A Legal and Constitutional Battle Takes Shape

Anthropic announced it will challenge the supply chain risk designation in court, setting up what could become a landmark case at the intersection of government contracting law, corporate free speech, and AI governance.

The legal questions are substantial. Geoffrey Gertz, a senior fellow at the Center for a New American Security, noted that the supply chain risk designation has "traditionally been used for foreign adversary technology" and called the situation "highly unusual." He pointed out an inherent contradiction in the government's position: "It's this funny mix where they both are such a risk that they need to be kicked out of all systems, and so essential that they need to be compelled to be part of the system no matter what."

The Pentagon also threatened to invoke the Korean War-era Defense Production Act to compel Anthropic to remove its guardrails — a power designed for national emergencies. Combined with Trump's warning of "major civil and criminal consequences" if Anthropic doesn't cooperate during the phaseout, the administration appears willing to use extraordinary legal tools to force compliance.

Democratic Senator Mark Warner of Virginia, vice chair of the Senate Intelligence Committee, accused Trump and Hegseth of "bullying" Anthropic to deploy "AI-driven weapons without safeguards." He warned that the president's directive "raises serious concerns about whether national security decisions are being driven by careful analysis or political considerations."

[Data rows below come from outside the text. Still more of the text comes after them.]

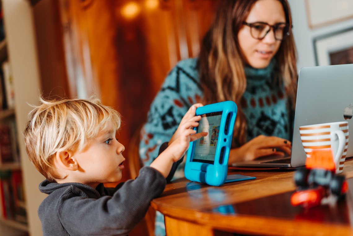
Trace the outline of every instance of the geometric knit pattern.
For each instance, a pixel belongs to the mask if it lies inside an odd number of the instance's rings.
[[[179,62],[152,101],[141,131],[139,154],[144,165],[149,165],[157,157],[159,147],[169,141],[190,107],[201,101],[203,94],[197,62],[197,58]],[[241,107],[246,119],[247,141],[260,135],[289,140],[292,138],[291,113],[288,111],[284,87],[274,83],[275,64],[273,60],[265,68],[245,69],[246,89],[241,104],[237,106]],[[185,162],[179,165],[174,179],[184,177],[184,167]],[[158,212],[155,233],[158,236],[165,235],[163,215]]]

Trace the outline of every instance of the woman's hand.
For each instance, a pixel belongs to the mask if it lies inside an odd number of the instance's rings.
[[[198,123],[196,125],[196,123],[197,123],[196,122],[201,119],[201,117],[199,116],[195,116],[196,114],[196,108],[203,106],[203,105],[201,103],[197,103],[190,107],[181,119],[176,130],[168,142],[168,146],[180,136],[181,132],[185,130],[186,128],[189,128],[192,126],[197,127]]]
[[[231,150],[228,163],[251,160],[270,155],[291,155],[292,143],[274,136],[259,135],[242,146]],[[279,149],[281,151],[279,151]]]

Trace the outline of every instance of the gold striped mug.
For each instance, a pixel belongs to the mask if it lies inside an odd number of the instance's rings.
[[[348,122],[304,125],[299,128],[299,131],[307,158],[310,158],[313,149],[331,148],[335,155],[336,173],[342,172],[348,148]]]

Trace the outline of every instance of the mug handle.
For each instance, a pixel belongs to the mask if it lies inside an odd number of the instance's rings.
[[[346,136],[345,134],[342,130],[335,130],[331,134],[332,138],[334,138],[334,135],[337,135],[338,137],[338,149],[337,150],[337,153],[336,153],[336,156],[335,157],[335,164],[336,165],[336,168],[338,167],[338,165],[339,163],[339,160],[343,154],[343,150],[345,148],[346,145]]]

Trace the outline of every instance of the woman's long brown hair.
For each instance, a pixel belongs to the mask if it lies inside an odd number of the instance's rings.
[[[204,37],[198,60],[199,74],[204,92],[204,104],[230,100],[238,105],[233,132],[233,144],[241,146],[246,142],[246,119],[240,99],[246,87],[245,65],[238,40],[243,22],[259,0],[221,0],[215,18]],[[278,0],[283,6],[286,22],[292,25],[292,17],[287,0]],[[281,43],[275,56],[277,74],[274,79],[283,84],[291,107],[295,107],[298,75],[297,52],[291,34]],[[234,145],[233,145],[234,146]]]

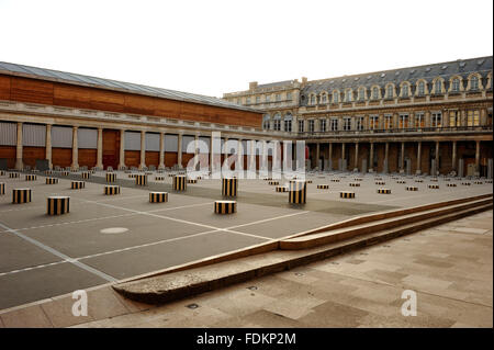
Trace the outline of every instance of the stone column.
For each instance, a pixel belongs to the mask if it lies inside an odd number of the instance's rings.
[[[72,165],[70,167],[72,170],[79,169],[79,146],[77,144],[78,128],[78,126],[72,127]]]
[[[388,166],[388,155],[390,154],[390,143],[385,143],[384,145],[384,171],[385,173],[389,172],[389,166]]]
[[[319,145],[319,143],[316,143],[316,169],[317,169],[317,171],[321,171],[319,157],[321,157],[321,145]]]
[[[119,169],[125,168],[125,129],[120,131],[120,161]]]
[[[405,143],[402,143],[401,158],[400,158],[400,172],[405,171]]]
[[[45,158],[46,158],[46,160],[48,160],[48,169],[53,169],[53,163],[52,163],[52,124],[46,124]]]
[[[199,134],[194,135],[194,170],[199,163]]]
[[[158,169],[165,169],[165,133],[159,133],[159,165]]]
[[[182,169],[182,132],[178,134],[178,143],[177,143],[177,166],[179,169]]]
[[[480,140],[475,140],[475,177],[480,176]]]
[[[24,165],[22,162],[22,123],[18,123],[18,144],[15,151],[15,169],[22,170]]]
[[[417,144],[417,170],[415,172],[417,174],[422,173],[422,142]]]
[[[369,172],[373,172],[374,166],[374,143],[370,143],[370,151],[369,151]]]
[[[97,168],[103,169],[103,128],[98,127]]]
[[[146,132],[141,131],[141,163],[139,170],[146,168]]]
[[[328,155],[328,160],[327,160],[327,165],[328,165],[328,170],[332,171],[333,170],[333,143],[329,143],[329,155]]]

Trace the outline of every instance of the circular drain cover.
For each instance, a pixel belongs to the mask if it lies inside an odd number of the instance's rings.
[[[125,228],[125,227],[109,227],[109,228],[101,229],[100,233],[105,234],[105,235],[116,235],[116,234],[126,233],[127,230],[128,230],[128,228]]]

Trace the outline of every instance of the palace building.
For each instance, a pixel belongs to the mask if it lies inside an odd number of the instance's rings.
[[[233,148],[272,139],[261,121],[222,99],[0,61],[0,169],[184,168],[215,132]]]
[[[303,139],[318,170],[492,178],[493,57],[224,93],[262,128]],[[290,135],[290,136],[288,136]]]

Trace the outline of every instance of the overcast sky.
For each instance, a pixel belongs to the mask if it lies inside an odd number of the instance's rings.
[[[492,0],[0,0],[0,60],[207,95],[493,54]]]

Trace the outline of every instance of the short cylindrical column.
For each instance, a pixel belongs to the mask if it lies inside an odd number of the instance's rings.
[[[70,197],[66,195],[54,195],[47,197],[46,214],[63,215],[70,211]]]
[[[115,172],[106,172],[106,182],[115,182],[116,173]]]
[[[173,176],[173,190],[175,191],[187,190],[187,176]]]
[[[105,195],[120,194],[120,185],[116,185],[116,184],[106,184],[106,185],[104,187],[104,194],[105,194]]]
[[[72,190],[82,190],[86,187],[86,182],[83,181],[71,181],[70,189]]]
[[[289,203],[304,204],[306,203],[307,184],[303,180],[292,180],[289,185]]]
[[[168,202],[168,192],[149,192],[150,203],[165,203]]]
[[[13,189],[12,190],[12,203],[22,204],[30,203],[32,200],[31,189]]]
[[[135,177],[135,184],[136,185],[147,185],[147,174],[137,173]]]
[[[214,202],[214,213],[216,214],[234,214],[237,212],[236,201],[216,201]]]
[[[222,195],[237,196],[238,180],[236,178],[222,179]]]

The Broader AI Industry Watches and Calculates

The Anthropic showdown is forcing every major AI company to weigh its relationship with the government against its stated safety commitments. Google, OpenAI, and Elon Musk's xAI all hold Defense Department contracts and have agreed to allow their tools to be used in any "lawful" scenarios. xAI recently became the second company after Anthropic to be approved for classified use.

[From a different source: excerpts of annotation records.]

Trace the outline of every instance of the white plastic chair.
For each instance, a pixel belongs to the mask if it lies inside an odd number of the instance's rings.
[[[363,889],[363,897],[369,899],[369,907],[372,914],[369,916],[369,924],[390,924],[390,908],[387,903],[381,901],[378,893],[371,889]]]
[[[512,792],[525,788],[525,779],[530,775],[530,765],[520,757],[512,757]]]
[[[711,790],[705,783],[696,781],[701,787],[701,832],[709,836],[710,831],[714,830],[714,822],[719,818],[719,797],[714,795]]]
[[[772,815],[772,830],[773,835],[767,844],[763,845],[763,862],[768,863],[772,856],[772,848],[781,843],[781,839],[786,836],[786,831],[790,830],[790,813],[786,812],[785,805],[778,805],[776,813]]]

The dispute highlights a fundamental tension in the rapidly growing AI defense market. AI companies have marketed safety and responsibility as core brand values to attract talent, investors, and commercial customers. But those same guardrails can become friction points with a government customer that demands unrestricted access.

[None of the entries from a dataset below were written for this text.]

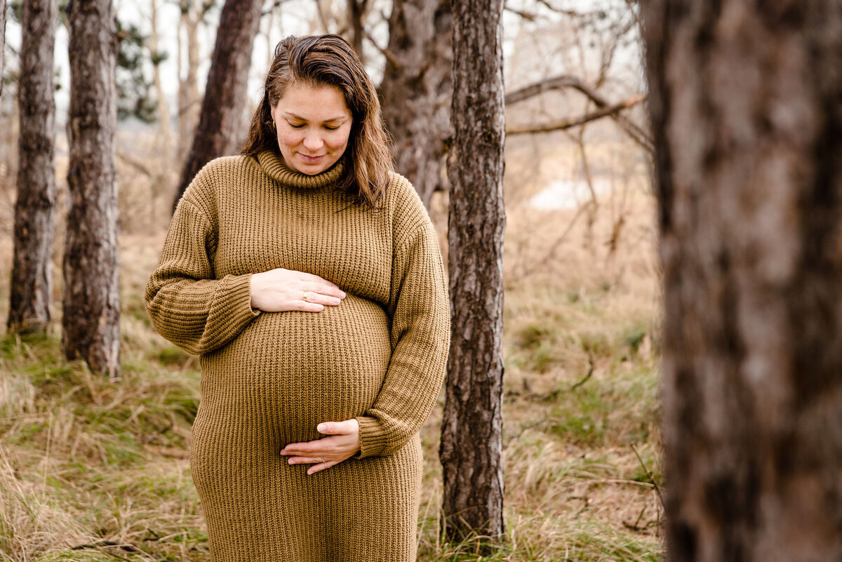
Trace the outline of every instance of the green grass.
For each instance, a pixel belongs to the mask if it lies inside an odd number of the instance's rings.
[[[198,361],[152,329],[141,278],[157,254],[135,243],[119,382],[65,360],[57,321],[48,337],[0,338],[0,561],[210,560],[188,455]],[[506,531],[490,552],[443,533],[444,393],[422,428],[421,562],[662,559],[659,337],[639,294],[655,280],[609,283],[592,262],[507,290]],[[8,299],[0,285],[3,317]]]

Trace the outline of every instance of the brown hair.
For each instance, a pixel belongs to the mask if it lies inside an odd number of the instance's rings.
[[[374,84],[354,48],[338,35],[290,35],[275,46],[263,100],[252,117],[242,153],[280,153],[270,109],[296,83],[335,86],[342,91],[353,122],[339,188],[373,208],[386,192],[392,156]]]

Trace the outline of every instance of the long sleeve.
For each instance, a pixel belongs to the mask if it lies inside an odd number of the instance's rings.
[[[360,459],[402,447],[427,419],[445,379],[450,305],[441,252],[429,219],[395,250],[391,293],[393,351],[374,404],[356,418]]]
[[[221,347],[260,314],[251,307],[251,273],[215,278],[216,247],[212,223],[185,194],[147,284],[145,300],[157,332],[190,353]]]

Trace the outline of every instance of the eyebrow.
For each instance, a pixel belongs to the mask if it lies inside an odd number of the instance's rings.
[[[284,114],[285,115],[289,115],[290,117],[294,117],[295,119],[298,119],[300,121],[306,121],[307,120],[307,119],[304,119],[303,117],[301,117],[301,115],[296,115],[296,114],[294,114],[294,113],[292,113],[290,111],[285,111]],[[330,123],[331,121],[341,121],[342,119],[348,119],[348,117],[346,117],[345,115],[339,115],[338,117],[332,117],[332,118],[330,118],[328,119],[325,119],[324,121],[322,121],[322,123]]]

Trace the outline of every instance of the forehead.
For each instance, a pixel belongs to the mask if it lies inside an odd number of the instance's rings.
[[[291,113],[307,120],[321,121],[335,117],[350,117],[345,97],[336,86],[296,83],[286,88],[275,110]]]

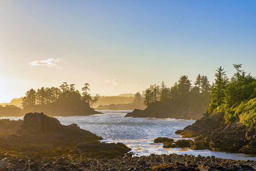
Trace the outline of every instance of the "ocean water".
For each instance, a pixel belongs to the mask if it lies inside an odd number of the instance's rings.
[[[214,156],[216,157],[235,160],[256,160],[256,157],[239,153],[212,152],[209,150],[194,150],[188,148],[164,148],[161,143],[153,143],[158,137],[181,139],[174,132],[194,123],[193,120],[125,117],[132,111],[99,111],[104,114],[88,116],[56,117],[63,125],[77,124],[81,128],[101,136],[103,142],[122,142],[132,148],[135,156],[148,156],[176,153],[197,156]],[[0,119],[18,120],[22,117],[5,117]]]

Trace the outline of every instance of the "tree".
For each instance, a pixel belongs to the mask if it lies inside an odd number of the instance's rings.
[[[215,83],[211,87],[211,93],[210,98],[211,101],[209,105],[209,112],[212,112],[217,107],[224,103],[225,97],[225,90],[227,86],[228,79],[226,76],[226,71],[224,69],[220,67],[215,74]]]
[[[34,105],[36,103],[36,92],[34,89],[30,89],[26,93],[26,96],[22,98],[22,107],[26,105]]]
[[[197,76],[197,78],[196,79],[196,82],[194,82],[194,84],[198,87],[199,89],[199,93],[201,92],[201,85],[202,84],[202,77],[201,76],[200,74],[198,74],[198,75]]]
[[[171,99],[176,99],[178,96],[178,83],[175,83],[173,86],[170,87],[170,98]]]
[[[90,84],[88,83],[85,83],[84,87],[82,88],[82,91],[84,91],[84,93],[87,93],[87,91],[90,91]]]
[[[241,75],[241,73],[243,72],[243,71],[240,70],[239,69],[241,67],[242,67],[242,64],[233,64],[233,65],[235,70],[237,70],[237,73],[235,73],[234,76],[235,78],[234,81],[236,82],[238,82],[239,81],[239,78]]]
[[[133,103],[135,104],[140,104],[143,102],[143,98],[141,97],[141,95],[140,93],[139,92],[137,92],[134,95],[134,100]]]
[[[208,81],[208,78],[206,76],[202,76],[201,77],[201,93],[202,95],[208,93],[210,91],[210,85]]]
[[[178,81],[178,94],[181,97],[186,96],[189,93],[191,88],[190,80],[188,79],[188,76],[181,76]]]
[[[170,88],[165,85],[165,83],[162,82],[160,87],[160,96],[159,101],[166,104],[170,99]]]

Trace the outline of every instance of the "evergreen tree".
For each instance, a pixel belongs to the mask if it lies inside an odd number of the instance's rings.
[[[188,76],[181,76],[178,81],[178,94],[181,97],[184,97],[189,93],[191,88],[190,80]]]
[[[194,84],[198,87],[199,93],[200,93],[201,85],[202,84],[202,77],[201,76],[200,74],[198,74],[198,75],[197,76],[196,82],[194,82]]]
[[[227,84],[227,78],[226,76],[226,71],[223,71],[224,68],[220,67],[216,70],[215,83],[211,87],[210,98],[211,101],[209,107],[209,112],[212,112],[215,108],[222,104],[224,101],[225,90]]]
[[[201,77],[201,93],[202,95],[208,93],[210,91],[210,85],[208,81],[208,78],[206,76],[202,76]]]

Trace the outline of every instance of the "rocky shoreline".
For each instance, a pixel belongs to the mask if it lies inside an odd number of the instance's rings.
[[[220,126],[222,115],[204,119]],[[216,129],[207,121],[198,120],[179,131],[186,136],[200,135],[193,142],[159,137],[154,142],[171,148],[201,147],[200,142],[205,139],[202,135]],[[253,133],[247,137],[252,139]],[[256,170],[253,160],[176,154],[132,156],[124,144],[101,142],[101,139],[76,124],[65,126],[42,113],[27,113],[16,135],[0,137],[0,170]]]
[[[0,155],[0,170],[256,170],[256,161],[202,157],[200,155],[155,155],[92,158],[65,157],[35,160]]]
[[[204,117],[176,133],[195,137],[193,149],[256,154],[256,127],[247,127],[239,120],[226,123],[224,113],[206,113]]]
[[[125,117],[197,120],[204,116],[204,111],[194,111],[190,108],[177,108],[172,105],[166,105],[156,101],[151,104],[144,110],[134,109],[132,112],[128,113]]]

For OpenAI, the immediate prize is clear: access to classified Pentagon networks and the ability to compete for the growing pool of military AI contracts. But Altman's claim that his deal includes the same safeguards Anthropic demanded raises a question: if the Pentagon agreed to those terms with OpenAI, why was it unwilling to offer the same to Anthropic?

The AI defense market is projected to grow substantially in coming years as the Pentagon accelerates its adoption of AI for intelligence analysis, logistics, and operational planning. How this dispute resolves will set the template for government-AI relationships for years to come — determining whether technology companies retain any say in how their most powerful tools are deployed.

Conclusion

The Trump administration's ban on Anthropic and the simultaneous OpenAI deal represent a watershed moment in the relationship between Silicon Valley and the national security establishment. For the first time, a U.S. president has effectively blacklisted an American AI company for refusing to remove safety restrictions, while a rival capitalized on the fallout within hours.

The financial stakes extend well beyond the $200 million Pentagon contract. Anthropic's planned IPO, its $380 billion valuation, and its commercial relationships with defense contractors all face new uncertainty as the company prepares for a legal battle. OpenAI's rapid deal-making positions it as the Pentagon's go-to AI partner, but Altman's claim of identical safety terms undermines the notion that Anthropic's restrictions were the real obstacle.

What unfolds in the courts and in Congress over the coming months will establish the rules of engagement between AI companies and the government — determining whether the builders of the world's most powerful AI systems retain any authority over how their technology is used in matters of life, death, and civil liberties.